When the results were released by the King County Elections Commission, Dhingra’s supporters began rejoicing inside her Redmond campaign headquarters as she delivered her victory speech.

“With the help of over 500 local volunteers, we have knocked on more than 40,000 doors in the last few months and are ready to carry this energy into the general election,” she said. “Together we can ensure experienced, effective, and local leadership represents 45th District families in Olympia.”

State Democratic Party Chair Tina Podlodowski said, “I’m especially thrilled with Manka Dinghra’s strong performance in the 45th District — we were optimistic, but this is even better than expected.” She said Dinghra’s victory “has put us in a great position for November’s general election, when turnout will be higher and even more favorable for Democrats.”

Conceding defeat, Englund noted that the contest nonetheless made history with “two women candidates of Asian heritage running in the most expensive and important legislative race in Washington state.”

The 45th District seat fell vacant last year following the death of Republican Senator Andy Hill.

Shekar Narasimhan, founder and co-chair of the Asian American and Pacific Islander Victory Fund, said it was time to rally behind Dinghra, who would become the first Sikh woman elected to a state legislature. He said she carried the endorsement of former Washington State Gov. Gary Locke and Rep. Pramila Jayapal (D-Washington). The fund, which has also endorsed her, is the first and only Asian American Super PAC.

Narasimhan hoped that the Indian-American community is “prepared to stand up and join the AAPI Victory Fund to make this happen.”

Longtime Democratic Party and community activist, Varun Nikore, president of the AAPI Victory Fund, said, “Quite likely, this is the most consequential political race for the Sikh-American community since Dilip Singh Saund was first elected 60 years ago.”

Nikore said the congressman was a “true trailblazer as the first Indian and Asian-American congressman.” Because Dhingra’s victory would also give Democrats the lead in the state Senate, he said, “the entire West Coast from California to Oregon to Washington State will be a wall of blue.  The significance of this race for our community and the nation cannot be understated.”

Nikore said the fact that both Saund and Manka are Sikhs is “symbolic and significant,” especially at a time when incidents of hate violence have been increasing since the presidential election.
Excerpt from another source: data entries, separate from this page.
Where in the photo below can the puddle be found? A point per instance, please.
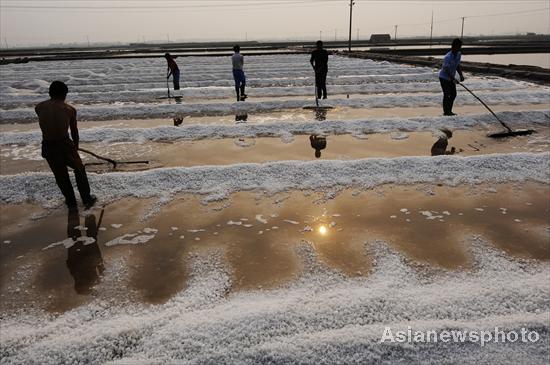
(292, 115)
(288, 147)
(259, 235)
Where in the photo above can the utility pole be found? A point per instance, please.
(351, 3)
(432, 29)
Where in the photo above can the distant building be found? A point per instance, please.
(380, 38)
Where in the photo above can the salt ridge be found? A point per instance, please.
(141, 111)
(515, 119)
(219, 181)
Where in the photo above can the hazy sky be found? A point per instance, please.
(39, 22)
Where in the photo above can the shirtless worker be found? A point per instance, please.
(55, 118)
(173, 70)
(319, 62)
(238, 73)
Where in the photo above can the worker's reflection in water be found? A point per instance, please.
(84, 258)
(440, 146)
(320, 114)
(241, 117)
(318, 143)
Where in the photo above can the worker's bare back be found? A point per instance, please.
(55, 117)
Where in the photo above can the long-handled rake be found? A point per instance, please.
(111, 161)
(509, 132)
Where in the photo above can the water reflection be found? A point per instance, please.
(440, 146)
(320, 114)
(318, 143)
(241, 117)
(84, 259)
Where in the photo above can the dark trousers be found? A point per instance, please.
(240, 83)
(176, 79)
(449, 95)
(63, 154)
(321, 83)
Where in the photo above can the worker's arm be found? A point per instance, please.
(73, 127)
(459, 70)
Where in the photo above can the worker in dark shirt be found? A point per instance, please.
(319, 62)
(55, 118)
(318, 143)
(173, 70)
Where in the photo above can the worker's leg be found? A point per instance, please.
(447, 87)
(176, 79)
(324, 83)
(452, 96)
(59, 169)
(318, 85)
(243, 84)
(237, 83)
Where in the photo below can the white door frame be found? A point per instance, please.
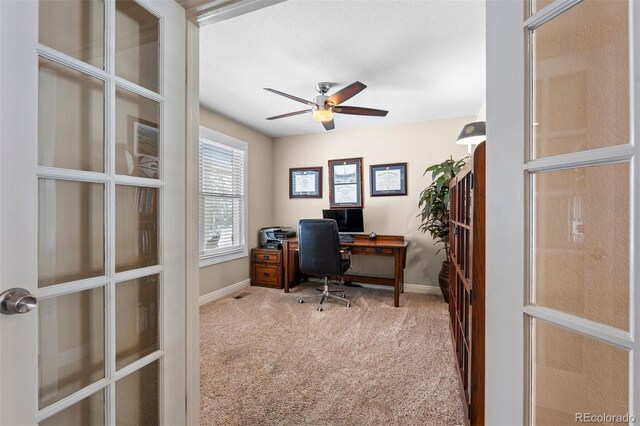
(506, 229)
(18, 134)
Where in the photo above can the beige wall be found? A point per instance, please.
(260, 202)
(418, 144)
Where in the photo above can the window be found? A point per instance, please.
(223, 198)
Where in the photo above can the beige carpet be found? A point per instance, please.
(268, 360)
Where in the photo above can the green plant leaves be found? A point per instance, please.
(434, 201)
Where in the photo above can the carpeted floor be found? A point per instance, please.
(268, 360)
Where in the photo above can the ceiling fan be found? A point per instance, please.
(323, 107)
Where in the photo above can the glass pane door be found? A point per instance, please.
(100, 189)
(580, 168)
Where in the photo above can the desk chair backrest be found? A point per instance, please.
(319, 247)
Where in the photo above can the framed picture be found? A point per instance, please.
(305, 182)
(345, 183)
(145, 139)
(388, 179)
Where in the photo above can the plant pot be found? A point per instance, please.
(443, 280)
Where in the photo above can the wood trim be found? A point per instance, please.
(467, 282)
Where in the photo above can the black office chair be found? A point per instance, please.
(320, 255)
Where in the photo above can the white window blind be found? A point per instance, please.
(223, 198)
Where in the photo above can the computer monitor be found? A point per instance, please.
(350, 221)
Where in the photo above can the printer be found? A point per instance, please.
(271, 236)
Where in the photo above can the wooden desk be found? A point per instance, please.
(384, 245)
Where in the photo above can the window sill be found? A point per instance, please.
(214, 260)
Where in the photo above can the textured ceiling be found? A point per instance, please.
(421, 60)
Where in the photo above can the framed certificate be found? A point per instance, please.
(345, 183)
(305, 182)
(388, 179)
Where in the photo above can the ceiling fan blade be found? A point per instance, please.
(360, 111)
(286, 95)
(328, 125)
(289, 114)
(347, 93)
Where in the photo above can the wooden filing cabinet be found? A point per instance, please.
(266, 267)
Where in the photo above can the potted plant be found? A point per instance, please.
(434, 202)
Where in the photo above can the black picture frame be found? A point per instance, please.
(305, 182)
(345, 183)
(388, 179)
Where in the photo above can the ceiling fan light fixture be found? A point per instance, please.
(322, 114)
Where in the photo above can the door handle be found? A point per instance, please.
(17, 301)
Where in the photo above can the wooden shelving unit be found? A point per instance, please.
(466, 278)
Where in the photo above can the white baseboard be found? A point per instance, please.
(219, 294)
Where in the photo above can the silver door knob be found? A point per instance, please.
(17, 301)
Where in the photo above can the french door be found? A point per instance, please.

“I’m hopeful that having a legislator of this background could serve as a calming influence,” Nikore said.

In the aftermath of the 9/11 terrorist attacks, Dhingra served on the Seattle Police Department’s Muslim, Arab and Sikh Advisory Council to address hate crime issues in the region, particularly when these groups and others were being targeted.

During the run-up to the primary, Dhingra was endorsed by Democratic Governor Jay Inslee, Locke, Sen. Patty Murray (D-Wash.) and Reps. Suzan DelBene and Adam Smith, and Washington State Attorney General Bob Ferguson.

Dhingra has lived in the 45th District for more than 20 years. The district is said to be 15 percent Asian-American with a significant population of Indians, the majority of whom work for Microsoft, based in Redmond.